Here’s me creating a new municipality for voting (Zach Galifianakia, Wyoming), while that process to regenerate Merkle-tree hashes keeps running:
Updates: 0, root SHA1: 33cf709e348a0bf57686ddc60398f755e9783517, duration: 4.3s
Updates: 0, root SHA1: 33cf709e348a0bf57686ddc60398f755e9783517, duration: 4.8s
Updates: 0, root SHA1: 33cf709e348a0bf57686ddc60398f755e9783517, duration: 4.6s
Updating: data/W/WY/Z/Zach_Galifianakia/.sha1
Updating: data/W/WY/Z/.sha1
Updating: data/W/WY/.sha1
Updating: data/W/.sha1
Updating: data/.sha1
Updates: 5, root SHA1: e2e07a2a00a7cd1cff53382b5e6d7616aa22217b, duration: 5.5s
Updates: 0, root SHA1: e2e07a2a00a7cd1cff53382b5e6d7616aa22217b, duration: 4.9s
Updating: data/W/WY/Z/Zach_Galifianakia/96572.json.sha1
Updating: data/W/WY/Z/Zach_Galifianakia/.sha1
Updating: data/W/WY/Z/.sha1
Updating: data/W/WY/.sha1
Updating: data/W/.sha1
Updating: data/.sha1
Updates: 6, root SHA1: 98b69473c66e3870aa4bd04a4f22291444754730, duration: 4.5s
Updates: 0, root SHA1: 98b69473c66e3870aa4bd04a4f22291444754730, duration: 3.9s
Updates: 0, root SHA1: 98b69473c66e3870aa4bd04a4f22291444754730, duration: 4.3s
^ first I created the directory. Then a few seconds later I created the JSON record.
This sequence should give you the gist of the simple centralized Merkle tree solution. Note how it updates “depth first”.
What I have coded is a brute-force solution. You could implement a leaner solution by utilizing a file watcher and a queue. Maybe Python is the wrong language too. Go might be a better choice for this for performance reasons.
All the source is in the Github project: CSV starting data, and two Python scripts.
The takeaway?
Although blockchains also use Merkle trees within their implementations, you can use Merkle trees in solutions without that being a blockchain itself.

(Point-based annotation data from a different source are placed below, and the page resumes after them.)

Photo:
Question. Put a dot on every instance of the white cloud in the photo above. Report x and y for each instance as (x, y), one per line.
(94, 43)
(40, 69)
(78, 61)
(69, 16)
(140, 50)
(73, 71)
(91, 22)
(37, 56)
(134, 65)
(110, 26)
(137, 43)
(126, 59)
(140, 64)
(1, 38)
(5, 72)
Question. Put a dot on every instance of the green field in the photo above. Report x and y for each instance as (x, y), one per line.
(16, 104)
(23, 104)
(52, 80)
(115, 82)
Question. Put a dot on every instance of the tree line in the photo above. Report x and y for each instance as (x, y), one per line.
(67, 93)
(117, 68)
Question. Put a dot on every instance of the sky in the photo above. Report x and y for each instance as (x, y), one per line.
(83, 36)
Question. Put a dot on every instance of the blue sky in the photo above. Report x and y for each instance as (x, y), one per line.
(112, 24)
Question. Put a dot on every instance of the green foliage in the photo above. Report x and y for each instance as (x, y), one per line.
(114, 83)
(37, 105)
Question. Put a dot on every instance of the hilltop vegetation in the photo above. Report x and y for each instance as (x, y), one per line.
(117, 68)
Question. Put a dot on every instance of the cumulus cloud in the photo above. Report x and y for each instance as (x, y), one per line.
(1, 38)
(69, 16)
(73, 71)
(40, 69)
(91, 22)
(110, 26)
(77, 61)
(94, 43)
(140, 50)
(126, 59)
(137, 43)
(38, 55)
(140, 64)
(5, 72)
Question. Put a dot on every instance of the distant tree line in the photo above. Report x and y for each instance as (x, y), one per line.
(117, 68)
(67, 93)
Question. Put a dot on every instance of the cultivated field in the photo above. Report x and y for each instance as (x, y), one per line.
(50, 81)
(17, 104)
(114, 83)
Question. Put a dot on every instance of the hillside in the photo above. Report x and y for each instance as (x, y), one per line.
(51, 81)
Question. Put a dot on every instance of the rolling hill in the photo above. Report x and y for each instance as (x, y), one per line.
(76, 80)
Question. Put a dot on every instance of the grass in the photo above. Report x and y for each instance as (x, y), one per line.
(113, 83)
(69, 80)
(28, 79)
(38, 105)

You should also beware of groups telling you that you need to use blockchains when a plain/vanilla (centralized) Merkle tree solution would have been fine.
Commodity implementations (tangential thought)
Git and Mercurial are specialized Merkle-tree solutions that allow a full clone of the tree from some centralized place.
While being de-decentralized VCS solutions, they are most often used in a configuration where the ‘forks’ track a single
canonical online URL-addressable repo. While these two use a Merkle-tree for their internal operation, it’s not in the way outlined above.
It is also not that accessible to end users. The SHA1 hashes are on content AND a decent amount metadata (including DAG related stuff -
ancestors and all that), meaning you could not recreate them by hand with a simple sha1sum
invocation from bash.
Subversion is also a specialized Merkle-tree solution. It is pretty similar to Git and Mercurial, except in client use as it has a diminished capability if it is not connected with the server. Straight changing of files is perfectly possible offline, but all history-centric operations require an online connection. Like Git and Mercurial the Merkle-tree is and internal function, but with some futzing of configuration, you can use it from the client side over HTTP(S).
History is important when you want to audit changes over time. With or without history, you’re able to verify the entire tree from the client side using the out of the box features of Merkle trees.
Apache’s Cassandra uses old-school Merkle trees too, internally: read their anti-entropy page if you like.